Writing efficient numerical code in Objective Caml

Here are what I think are the main points to remember for writing efficient numerical code in Objective Caml. I don't have much experience with numerical code, in O'Caml or otherwise, so these are only hints.

``Optimization''

The ocamlopt compiler is poorly named because it basically does not optimize the user's code. That is, everything will be executed pretty much as written in the source. The only exception is function applications, where the compiler inlines small function bodies. But function definitions fun x -> ... will always heap-allocate a closure (no lambda-lifting, no closure hoisting). Arithmetic expressions will be computed at the point where they occur in the source (no loop-invariant code motion). So, the programmer is very much in control.

Matrices

Matrices in Caml are really arrays of (pointers to) arrays. So, a matrix access a.(i).(j) reads the i-th element of a, which is a pointer to an array, then read the j-th element of that array. It's about as efficient as the standard layout for matrices when the dimensions are not known at compile-time (we're trading a dereference for a multiplication), but can be a big loss if the dimensions are statically known and one happens to be, say, a power of 2.

A first consequence is that rows of a matrix are really individual arrays: they need not be the same length (great for triangular matrices) and a whole row of a matrix can be replaced in constant time: just do a.(i) <- some_array. There might also be some creative things you can do by sharing a row between several matrices.

Another consequence is that matrices are row-major (hope that's the right term): the first coordinate should vary slower than the second. E.g. to sum two N*N matrices, don't write

        for j = 0 to N-1 do
          for i = 0 to N-1 do
            c.(i).(j) <- a.(i).(j) + b.(i).(j)
          done
        done

but write:

        for i = 0 to N-1 do
          let row_a = a.(i) and row_b = b.(i) and row_c = c.(i) in
          for j = 0 to N-1 do
            row_c.(j) <- row_a.(j) + row_b.(j)
          done
        done

(Notice the manual optimization: three loop-invariant expressions have been lifted outside of the inner loop.)

Floating-point boxing

Because of the combination of garbage collection, polymorphism/type abstraction, and separate compilation, floating-point numbers are often boxed, that is, stored in a heap-allocated block and handled through a pointer. Most Lisp and ML implementations box (or tag) floats, and that's the main reason why they deliver poor floating-point performance: any arithmetic operation on boxed floats has to load from memory its arguments, compute the result, heap-allocate a block, and store the result in it.
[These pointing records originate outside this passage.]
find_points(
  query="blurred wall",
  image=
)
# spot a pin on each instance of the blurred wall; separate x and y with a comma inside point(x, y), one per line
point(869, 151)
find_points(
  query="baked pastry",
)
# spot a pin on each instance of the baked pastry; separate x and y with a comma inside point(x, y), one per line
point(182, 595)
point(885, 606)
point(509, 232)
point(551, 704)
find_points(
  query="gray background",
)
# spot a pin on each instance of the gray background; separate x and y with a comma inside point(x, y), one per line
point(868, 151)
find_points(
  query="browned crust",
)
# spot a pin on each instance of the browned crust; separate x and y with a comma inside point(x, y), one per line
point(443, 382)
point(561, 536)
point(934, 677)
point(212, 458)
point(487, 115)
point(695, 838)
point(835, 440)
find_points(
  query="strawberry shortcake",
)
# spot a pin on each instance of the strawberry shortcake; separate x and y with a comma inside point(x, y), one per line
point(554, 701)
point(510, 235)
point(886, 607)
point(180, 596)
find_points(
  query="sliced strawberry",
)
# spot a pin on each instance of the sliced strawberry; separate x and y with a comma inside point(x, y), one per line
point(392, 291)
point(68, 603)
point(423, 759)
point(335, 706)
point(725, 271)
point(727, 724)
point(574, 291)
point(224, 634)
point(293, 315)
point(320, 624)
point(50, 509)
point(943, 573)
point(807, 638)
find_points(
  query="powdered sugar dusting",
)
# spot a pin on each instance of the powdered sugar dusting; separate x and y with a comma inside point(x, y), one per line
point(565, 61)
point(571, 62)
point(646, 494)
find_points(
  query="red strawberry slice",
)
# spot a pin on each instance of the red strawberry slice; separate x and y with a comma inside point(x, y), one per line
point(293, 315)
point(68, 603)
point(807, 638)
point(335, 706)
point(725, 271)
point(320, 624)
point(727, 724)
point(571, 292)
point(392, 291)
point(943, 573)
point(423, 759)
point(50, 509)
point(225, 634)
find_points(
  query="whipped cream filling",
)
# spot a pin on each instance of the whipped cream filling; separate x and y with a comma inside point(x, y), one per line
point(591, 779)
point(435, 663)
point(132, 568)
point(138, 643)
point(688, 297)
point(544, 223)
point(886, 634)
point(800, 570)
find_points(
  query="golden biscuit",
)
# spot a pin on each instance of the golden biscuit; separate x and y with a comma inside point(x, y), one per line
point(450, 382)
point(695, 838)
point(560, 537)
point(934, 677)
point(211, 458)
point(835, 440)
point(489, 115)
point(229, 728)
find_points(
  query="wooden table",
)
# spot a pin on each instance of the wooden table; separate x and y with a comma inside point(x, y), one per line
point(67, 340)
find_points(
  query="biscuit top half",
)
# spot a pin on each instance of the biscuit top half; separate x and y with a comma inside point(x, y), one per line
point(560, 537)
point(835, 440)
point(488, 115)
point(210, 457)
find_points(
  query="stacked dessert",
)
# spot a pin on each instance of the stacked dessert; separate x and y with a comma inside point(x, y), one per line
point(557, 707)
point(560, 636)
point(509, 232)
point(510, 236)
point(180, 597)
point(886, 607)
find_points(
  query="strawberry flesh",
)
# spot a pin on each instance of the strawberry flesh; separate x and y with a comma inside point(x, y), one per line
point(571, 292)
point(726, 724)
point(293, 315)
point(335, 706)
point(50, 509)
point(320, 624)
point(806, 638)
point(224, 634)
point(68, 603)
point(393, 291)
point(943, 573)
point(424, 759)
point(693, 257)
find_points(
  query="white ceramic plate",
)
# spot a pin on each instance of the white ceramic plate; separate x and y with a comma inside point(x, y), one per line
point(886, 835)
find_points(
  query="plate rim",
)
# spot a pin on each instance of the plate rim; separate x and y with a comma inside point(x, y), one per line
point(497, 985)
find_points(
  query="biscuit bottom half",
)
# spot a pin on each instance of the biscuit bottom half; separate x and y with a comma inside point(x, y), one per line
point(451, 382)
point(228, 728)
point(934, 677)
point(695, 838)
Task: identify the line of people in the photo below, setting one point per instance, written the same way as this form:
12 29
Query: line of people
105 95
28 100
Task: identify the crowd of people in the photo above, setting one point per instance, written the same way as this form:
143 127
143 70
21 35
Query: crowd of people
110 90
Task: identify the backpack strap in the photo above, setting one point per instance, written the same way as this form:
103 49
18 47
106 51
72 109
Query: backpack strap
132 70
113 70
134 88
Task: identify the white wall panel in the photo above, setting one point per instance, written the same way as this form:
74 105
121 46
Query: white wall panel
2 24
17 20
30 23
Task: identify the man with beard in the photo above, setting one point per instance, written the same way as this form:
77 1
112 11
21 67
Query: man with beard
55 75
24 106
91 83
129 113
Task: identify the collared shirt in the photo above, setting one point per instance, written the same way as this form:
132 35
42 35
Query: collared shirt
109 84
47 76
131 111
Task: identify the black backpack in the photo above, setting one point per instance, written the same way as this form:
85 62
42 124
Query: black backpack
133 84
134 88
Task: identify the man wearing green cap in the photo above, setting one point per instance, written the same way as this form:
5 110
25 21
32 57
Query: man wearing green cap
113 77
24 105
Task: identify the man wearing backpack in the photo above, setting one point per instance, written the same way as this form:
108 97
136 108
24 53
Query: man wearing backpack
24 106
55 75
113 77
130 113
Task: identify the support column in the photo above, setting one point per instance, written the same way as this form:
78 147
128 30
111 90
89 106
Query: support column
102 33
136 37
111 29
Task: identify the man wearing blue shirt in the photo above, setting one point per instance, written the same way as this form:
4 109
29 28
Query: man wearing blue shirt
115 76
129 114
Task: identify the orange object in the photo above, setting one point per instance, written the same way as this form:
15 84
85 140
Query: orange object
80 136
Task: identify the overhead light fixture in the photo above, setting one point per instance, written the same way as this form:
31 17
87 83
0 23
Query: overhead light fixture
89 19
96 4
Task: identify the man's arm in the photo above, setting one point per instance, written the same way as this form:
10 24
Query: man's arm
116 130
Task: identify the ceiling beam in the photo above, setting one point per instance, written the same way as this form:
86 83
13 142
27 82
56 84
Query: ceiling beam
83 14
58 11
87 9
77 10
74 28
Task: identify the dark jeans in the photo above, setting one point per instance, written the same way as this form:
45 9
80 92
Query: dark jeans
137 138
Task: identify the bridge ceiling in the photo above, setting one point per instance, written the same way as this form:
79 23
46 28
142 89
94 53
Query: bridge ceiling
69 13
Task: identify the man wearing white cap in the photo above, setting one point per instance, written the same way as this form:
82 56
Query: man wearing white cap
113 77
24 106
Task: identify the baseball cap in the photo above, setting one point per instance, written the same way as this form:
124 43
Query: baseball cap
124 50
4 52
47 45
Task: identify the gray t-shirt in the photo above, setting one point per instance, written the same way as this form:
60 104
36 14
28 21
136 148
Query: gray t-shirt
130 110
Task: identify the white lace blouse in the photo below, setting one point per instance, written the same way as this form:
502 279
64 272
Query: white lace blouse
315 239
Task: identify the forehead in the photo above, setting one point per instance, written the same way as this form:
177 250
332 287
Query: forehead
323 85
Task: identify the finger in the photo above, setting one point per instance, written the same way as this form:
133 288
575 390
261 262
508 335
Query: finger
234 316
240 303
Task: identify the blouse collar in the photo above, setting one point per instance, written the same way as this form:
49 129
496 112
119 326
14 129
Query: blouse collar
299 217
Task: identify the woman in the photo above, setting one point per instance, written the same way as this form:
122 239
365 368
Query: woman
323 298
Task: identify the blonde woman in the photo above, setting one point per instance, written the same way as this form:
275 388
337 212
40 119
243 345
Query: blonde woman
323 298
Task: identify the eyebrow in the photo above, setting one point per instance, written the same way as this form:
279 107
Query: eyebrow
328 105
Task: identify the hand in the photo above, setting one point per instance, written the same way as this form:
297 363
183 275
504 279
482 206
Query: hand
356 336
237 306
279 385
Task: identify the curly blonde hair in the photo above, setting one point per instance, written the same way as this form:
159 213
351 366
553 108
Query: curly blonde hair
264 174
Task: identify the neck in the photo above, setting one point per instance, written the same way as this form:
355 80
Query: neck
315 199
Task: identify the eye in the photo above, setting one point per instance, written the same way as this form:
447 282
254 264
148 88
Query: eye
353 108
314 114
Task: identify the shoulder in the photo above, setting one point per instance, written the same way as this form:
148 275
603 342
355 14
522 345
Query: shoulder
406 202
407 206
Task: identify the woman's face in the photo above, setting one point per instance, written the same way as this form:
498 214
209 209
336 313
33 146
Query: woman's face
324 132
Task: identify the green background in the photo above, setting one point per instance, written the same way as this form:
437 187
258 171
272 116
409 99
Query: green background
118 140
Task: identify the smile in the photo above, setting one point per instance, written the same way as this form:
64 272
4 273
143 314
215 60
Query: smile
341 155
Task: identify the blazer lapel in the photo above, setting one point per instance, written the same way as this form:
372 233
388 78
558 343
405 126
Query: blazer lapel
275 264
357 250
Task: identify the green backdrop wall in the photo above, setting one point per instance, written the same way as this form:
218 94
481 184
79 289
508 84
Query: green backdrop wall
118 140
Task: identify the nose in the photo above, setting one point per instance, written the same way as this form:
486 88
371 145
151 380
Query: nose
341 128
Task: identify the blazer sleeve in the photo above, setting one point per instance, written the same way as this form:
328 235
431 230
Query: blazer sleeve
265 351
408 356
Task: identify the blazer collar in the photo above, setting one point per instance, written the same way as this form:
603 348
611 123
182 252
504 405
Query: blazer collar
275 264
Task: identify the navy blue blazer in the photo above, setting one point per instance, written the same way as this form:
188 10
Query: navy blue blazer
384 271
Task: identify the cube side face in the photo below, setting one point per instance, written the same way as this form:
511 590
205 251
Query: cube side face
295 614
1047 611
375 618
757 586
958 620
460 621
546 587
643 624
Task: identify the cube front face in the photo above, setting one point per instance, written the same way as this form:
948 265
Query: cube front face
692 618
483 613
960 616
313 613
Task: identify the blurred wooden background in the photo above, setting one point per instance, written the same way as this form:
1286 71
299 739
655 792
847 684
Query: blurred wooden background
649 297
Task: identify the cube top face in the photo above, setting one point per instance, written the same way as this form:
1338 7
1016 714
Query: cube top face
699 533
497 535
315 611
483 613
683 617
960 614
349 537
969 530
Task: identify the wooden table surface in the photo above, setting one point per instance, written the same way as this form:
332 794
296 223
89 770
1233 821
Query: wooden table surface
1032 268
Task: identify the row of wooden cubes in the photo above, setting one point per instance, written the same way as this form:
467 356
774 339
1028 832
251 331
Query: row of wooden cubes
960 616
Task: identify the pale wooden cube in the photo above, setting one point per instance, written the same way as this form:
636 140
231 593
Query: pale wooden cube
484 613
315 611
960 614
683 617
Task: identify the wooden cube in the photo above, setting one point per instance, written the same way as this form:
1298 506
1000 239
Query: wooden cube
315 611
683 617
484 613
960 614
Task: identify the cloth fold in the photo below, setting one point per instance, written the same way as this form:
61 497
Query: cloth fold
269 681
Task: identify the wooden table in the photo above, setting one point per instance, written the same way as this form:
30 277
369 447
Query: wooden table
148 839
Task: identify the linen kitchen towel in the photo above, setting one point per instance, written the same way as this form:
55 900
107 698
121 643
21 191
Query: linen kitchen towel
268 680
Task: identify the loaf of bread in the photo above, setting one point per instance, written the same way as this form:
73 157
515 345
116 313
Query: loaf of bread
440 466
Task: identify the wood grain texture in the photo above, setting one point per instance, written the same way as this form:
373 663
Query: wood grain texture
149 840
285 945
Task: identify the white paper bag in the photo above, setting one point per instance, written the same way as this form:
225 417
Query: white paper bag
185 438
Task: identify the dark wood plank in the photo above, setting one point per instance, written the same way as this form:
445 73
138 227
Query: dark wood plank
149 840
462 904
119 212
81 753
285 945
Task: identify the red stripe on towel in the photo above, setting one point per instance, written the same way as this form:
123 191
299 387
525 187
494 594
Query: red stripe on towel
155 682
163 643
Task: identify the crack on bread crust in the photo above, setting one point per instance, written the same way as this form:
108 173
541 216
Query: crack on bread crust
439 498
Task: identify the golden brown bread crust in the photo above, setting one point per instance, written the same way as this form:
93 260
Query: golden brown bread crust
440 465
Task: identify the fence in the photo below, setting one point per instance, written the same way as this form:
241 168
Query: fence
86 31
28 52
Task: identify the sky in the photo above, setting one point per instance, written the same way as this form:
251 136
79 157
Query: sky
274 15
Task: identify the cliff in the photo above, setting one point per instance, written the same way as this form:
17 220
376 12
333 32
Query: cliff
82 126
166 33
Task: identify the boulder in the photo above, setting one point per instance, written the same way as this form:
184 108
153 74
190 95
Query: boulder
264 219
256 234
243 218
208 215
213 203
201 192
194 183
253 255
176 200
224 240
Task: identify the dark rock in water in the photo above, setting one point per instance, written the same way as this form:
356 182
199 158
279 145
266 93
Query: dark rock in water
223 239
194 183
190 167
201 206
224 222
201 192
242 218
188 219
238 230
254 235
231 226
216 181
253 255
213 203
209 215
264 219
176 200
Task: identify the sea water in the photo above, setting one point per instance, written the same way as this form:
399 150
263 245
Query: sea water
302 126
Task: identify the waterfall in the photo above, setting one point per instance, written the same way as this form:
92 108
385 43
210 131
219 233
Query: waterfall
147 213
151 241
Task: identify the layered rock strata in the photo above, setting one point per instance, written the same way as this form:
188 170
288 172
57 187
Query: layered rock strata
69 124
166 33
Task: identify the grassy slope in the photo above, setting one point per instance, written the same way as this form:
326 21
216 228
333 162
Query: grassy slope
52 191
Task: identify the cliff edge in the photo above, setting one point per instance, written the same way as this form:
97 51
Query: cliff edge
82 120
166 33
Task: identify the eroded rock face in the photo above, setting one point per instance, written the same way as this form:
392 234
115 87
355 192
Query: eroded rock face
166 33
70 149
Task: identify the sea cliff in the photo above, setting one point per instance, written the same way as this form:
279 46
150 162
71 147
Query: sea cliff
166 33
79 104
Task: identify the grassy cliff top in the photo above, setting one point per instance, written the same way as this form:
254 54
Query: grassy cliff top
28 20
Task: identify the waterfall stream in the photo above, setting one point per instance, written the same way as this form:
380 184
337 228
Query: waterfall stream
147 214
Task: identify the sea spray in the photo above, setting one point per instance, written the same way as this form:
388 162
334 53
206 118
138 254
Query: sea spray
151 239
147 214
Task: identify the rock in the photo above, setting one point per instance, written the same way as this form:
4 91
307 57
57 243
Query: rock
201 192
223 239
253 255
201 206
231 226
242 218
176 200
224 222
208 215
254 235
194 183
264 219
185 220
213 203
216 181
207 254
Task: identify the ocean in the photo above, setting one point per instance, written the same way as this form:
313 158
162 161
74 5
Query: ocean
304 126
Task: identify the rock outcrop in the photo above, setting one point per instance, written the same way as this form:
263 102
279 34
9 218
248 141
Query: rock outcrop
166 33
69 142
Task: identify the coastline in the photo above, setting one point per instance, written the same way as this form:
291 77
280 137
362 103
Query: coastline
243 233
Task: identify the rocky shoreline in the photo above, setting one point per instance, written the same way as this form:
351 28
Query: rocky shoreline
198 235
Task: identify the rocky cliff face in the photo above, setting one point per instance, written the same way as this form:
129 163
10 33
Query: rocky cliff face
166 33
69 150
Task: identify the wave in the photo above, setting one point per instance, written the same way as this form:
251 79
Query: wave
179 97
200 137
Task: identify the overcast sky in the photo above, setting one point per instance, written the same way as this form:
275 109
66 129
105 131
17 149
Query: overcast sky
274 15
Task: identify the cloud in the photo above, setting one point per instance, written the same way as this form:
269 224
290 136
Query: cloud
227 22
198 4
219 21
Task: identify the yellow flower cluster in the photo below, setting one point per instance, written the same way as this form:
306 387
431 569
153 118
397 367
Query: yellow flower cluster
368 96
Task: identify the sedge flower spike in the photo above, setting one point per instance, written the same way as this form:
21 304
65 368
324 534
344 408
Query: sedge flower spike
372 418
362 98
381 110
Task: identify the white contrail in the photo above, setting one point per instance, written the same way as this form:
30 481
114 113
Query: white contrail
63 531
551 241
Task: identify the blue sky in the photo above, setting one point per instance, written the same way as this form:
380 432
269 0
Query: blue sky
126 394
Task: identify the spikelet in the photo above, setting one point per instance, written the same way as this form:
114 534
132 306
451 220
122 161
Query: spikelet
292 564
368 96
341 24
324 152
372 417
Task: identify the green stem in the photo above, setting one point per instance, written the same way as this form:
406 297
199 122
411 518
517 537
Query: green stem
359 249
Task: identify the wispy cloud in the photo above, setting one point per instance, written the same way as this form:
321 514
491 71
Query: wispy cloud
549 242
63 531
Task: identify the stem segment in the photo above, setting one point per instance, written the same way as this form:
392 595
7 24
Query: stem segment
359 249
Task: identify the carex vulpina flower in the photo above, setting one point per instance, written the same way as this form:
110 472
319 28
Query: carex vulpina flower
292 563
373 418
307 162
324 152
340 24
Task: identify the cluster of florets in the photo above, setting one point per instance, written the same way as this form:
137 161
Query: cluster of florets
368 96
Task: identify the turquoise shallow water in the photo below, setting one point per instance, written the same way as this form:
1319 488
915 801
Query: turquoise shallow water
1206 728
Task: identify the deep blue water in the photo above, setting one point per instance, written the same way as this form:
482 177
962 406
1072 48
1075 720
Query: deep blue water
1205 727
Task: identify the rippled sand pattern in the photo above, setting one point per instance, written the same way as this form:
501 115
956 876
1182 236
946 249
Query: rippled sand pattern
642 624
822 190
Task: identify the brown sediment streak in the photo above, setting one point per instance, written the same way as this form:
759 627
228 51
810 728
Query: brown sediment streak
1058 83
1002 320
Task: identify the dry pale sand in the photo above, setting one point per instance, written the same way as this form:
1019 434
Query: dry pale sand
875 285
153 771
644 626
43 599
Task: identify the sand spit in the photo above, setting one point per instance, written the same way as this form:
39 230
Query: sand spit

One of the ancestors of Objective Caml, the Gallium experimental compiler, implemented a fairly aggressive type-based unboxing strategy that would completely eliminate boxing from Fortran-style code. i.e. code without polymorphic functions. Unfortunately, it turned out to complicate greatly the runtime system and make the garbage collector less efficient, hence hampering the performance of symbolic code. Since symbolic computation is still the main application of ML, I dropped this unboxing strategy.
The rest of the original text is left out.